Sounds like a great idea. This should be easily doable via the stan-language itself. It would be interesting to see how well a custom poisson_log_approx_lpdf coded in Stan performs vs the internal one. I would guess that the performance gains for large data sets are significant. I will certainly try this out on a given occasion.

Yes, the basic views do that for us. I think the lgamma was just implemented improperly. I thought you figured that out in another thread (or in an issue?).

That’s totally in line with what we’ve seen elsewhere. That’s why I said I think we need to audit a bunch of these implementations if you’re finding efficiency coding errors like these.

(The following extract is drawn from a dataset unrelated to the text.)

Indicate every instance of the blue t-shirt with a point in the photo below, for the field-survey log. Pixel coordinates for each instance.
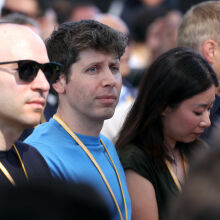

We haven’t gotten to that leve of approximation. Part of the problem is we don’t really have the expertise or time to try to evaluate these approximations.

If someone wants to do this and show that it works, it’d be great. I see this kind of thing in the more advanced math libs.

I thought we were going to go to the std lib versions now that we’ve adopted C++11.

Either way, I’d assume, like @sakrejda, that they’ve been well implemented with approximations for various pieces of the domain.

We might be able to get away with less than library accuracy in many cases.

Thanks for pointing out it’s still the Boost version. I still believe the plan’s to swap in the C++ standard library version of all the functions added to C++11.

Don’t worry—I’m very cautious.

We have problems in tails with Phi_approx.

And if we go much below 1e-6 precision for solving ODEs, the HMC sampler starts degrading quickly.